Before Anything Else, Discern:
Are They Real Sins Or Imagined Sins?

       Before we even forgive ourselves—or even ask forgiveness from God—answer one question.  Have you really sinned against God?  Or have you just failed someone else’s standards?

       Sometimes, we can set up our selves for big-time guilt by making lots of rules that God never wanted us to make.

For example, in the 1980’s, I used to teach my community members this spiritual regimen: To pray one hour a day, read the Bible one hour a day, and read other spiritual books one hour a day—for a total of 3 hours a day.  I also encouraged them to go for daily Mass, daily Rosary, and an hour before the Blessed Sacrament.   I was still a young teen then, and I could certainly do all of that, but I was oblivious to the fact that my members had jobs and kids to take care of.  Boy, did I set them up for a very long guilt trip!  (Forgive me, Lord.)  None of them could ever measure up to my standards.  But those rules that I made were just mine, not God’s rules.  (Leaders need to be careful not to set people up to discouragement, or we rob them of joy in their life with God.)

 I also remember a woman who felt guilty for disappointing her husband again and again.  She would constantly ask for forgiveness from God for being a terrible wife.  But when she described her husband to me, I instantly knew that he was the problem.  He wanted his clothes to be pressed in a particular way, his egg cooked in a particular way, his newspaper laid out on the table each morning in a particular way.  And if his wife will not do it in this particular way, he labelled her as a disappointing wife.  Not true!  I told her that she has not sinned and there was nothing to ask forgiveness from God.

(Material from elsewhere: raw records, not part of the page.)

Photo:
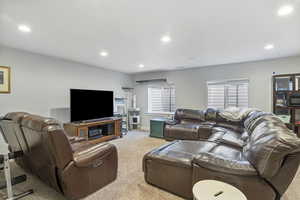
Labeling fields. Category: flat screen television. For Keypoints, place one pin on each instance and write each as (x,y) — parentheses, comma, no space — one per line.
(90,104)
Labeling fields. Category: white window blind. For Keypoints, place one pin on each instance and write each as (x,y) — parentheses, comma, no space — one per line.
(224,94)
(161,99)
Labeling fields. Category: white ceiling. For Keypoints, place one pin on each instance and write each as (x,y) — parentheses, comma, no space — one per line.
(203,32)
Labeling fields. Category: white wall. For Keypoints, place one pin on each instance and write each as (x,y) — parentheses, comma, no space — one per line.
(191,91)
(40,84)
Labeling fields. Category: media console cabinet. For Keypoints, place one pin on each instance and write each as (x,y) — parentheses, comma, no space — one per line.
(96,131)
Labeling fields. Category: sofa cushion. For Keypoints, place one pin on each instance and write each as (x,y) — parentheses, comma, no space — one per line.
(188,114)
(268,145)
(224,158)
(253,119)
(234,114)
(179,153)
(182,131)
(227,137)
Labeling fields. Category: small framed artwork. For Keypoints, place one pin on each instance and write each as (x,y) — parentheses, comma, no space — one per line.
(4,79)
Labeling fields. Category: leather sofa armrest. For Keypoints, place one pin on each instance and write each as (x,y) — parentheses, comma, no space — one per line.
(93,155)
(75,139)
(224,165)
(171,122)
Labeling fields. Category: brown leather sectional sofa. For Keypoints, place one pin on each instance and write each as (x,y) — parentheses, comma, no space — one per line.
(249,149)
(73,167)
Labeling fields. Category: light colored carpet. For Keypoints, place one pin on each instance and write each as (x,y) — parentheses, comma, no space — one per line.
(130,184)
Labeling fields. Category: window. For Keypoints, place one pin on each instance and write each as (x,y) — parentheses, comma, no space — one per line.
(226,94)
(161,99)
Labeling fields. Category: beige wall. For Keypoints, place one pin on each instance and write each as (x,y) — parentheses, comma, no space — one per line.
(40,84)
(191,91)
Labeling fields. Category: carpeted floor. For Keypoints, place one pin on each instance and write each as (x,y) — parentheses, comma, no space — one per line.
(130,184)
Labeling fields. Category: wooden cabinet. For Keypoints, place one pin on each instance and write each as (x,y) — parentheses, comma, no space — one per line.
(95,131)
(283,87)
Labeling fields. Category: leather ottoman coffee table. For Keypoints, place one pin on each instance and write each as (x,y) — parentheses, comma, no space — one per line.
(170,166)
(216,190)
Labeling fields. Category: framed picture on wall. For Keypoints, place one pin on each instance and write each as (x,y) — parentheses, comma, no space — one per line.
(4,79)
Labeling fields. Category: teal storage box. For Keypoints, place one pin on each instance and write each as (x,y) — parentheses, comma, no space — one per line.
(157,127)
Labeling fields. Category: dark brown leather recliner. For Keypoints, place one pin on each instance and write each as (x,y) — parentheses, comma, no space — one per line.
(73,167)
(249,149)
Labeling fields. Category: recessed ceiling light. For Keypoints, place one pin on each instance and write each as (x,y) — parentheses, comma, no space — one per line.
(103,53)
(269,46)
(165,39)
(285,10)
(24,28)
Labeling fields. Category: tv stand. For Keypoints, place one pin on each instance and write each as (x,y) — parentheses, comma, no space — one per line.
(96,130)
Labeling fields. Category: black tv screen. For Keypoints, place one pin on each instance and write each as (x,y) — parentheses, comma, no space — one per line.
(90,104)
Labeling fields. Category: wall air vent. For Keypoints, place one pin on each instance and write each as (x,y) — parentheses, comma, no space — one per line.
(152,80)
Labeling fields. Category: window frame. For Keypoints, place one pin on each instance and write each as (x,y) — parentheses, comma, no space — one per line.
(149,94)
(226,84)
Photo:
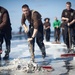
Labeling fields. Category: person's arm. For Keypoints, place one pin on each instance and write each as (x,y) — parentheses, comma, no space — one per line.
(63,17)
(4,20)
(23,24)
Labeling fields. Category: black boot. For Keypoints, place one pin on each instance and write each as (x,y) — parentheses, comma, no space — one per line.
(44,54)
(6,57)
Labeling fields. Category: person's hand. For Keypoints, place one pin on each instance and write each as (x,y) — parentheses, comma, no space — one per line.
(68,24)
(30,39)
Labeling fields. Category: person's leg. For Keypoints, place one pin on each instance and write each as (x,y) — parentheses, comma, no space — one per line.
(48,34)
(1,42)
(66,37)
(39,40)
(31,49)
(7,37)
(31,43)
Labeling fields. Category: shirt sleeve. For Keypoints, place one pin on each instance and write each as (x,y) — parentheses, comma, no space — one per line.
(4,20)
(36,20)
(23,19)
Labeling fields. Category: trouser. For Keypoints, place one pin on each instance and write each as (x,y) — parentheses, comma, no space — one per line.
(7,37)
(47,31)
(57,34)
(68,36)
(63,34)
(39,40)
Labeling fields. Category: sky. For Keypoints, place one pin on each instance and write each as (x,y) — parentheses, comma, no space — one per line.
(47,8)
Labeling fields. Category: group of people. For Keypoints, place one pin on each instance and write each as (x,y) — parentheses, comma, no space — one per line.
(35,29)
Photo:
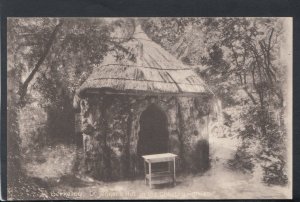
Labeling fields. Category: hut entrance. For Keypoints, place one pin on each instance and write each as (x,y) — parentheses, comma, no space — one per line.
(153,135)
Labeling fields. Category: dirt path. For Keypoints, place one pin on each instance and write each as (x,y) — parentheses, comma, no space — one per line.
(217,183)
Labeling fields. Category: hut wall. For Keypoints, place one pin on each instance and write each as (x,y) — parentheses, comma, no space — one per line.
(110,128)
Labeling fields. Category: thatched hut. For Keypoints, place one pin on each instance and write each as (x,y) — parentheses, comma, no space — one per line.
(153,104)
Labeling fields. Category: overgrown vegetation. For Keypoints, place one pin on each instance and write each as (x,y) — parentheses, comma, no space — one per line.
(49,58)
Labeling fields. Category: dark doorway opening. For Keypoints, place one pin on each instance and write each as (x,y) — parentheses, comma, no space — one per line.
(153,134)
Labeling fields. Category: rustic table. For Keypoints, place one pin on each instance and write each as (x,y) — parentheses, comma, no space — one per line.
(159,177)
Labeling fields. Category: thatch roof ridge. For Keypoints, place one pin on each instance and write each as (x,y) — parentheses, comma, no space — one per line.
(155,70)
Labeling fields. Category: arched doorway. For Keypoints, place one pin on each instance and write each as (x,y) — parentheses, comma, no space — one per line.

But if we have indeed sinned against God, then let us take these next two steps…

Forgive Yourself Now!

       Pray this prayer…

Step #1: Ask God For Forgiveness

Lord, forgive me now, in Jesus name.  Forgive me for all my sins and failures.  I believe You love me.  I believe that Your love is bigger than my sins and failures.  Today, I receive your forgiveness.  Thank you for loving me!

Step #2: Forgive Yourself

Today, I make a choice to forgive ME.  I know that God has forgiven me.  I don’t have to be perfect for me to love ME.  I am a very good person because God made me very good. As God loves me, so do I love ME.  I no longer need to condemn me.  I am forgiven by God, and I forgive ME, in Jesus name.  Amen.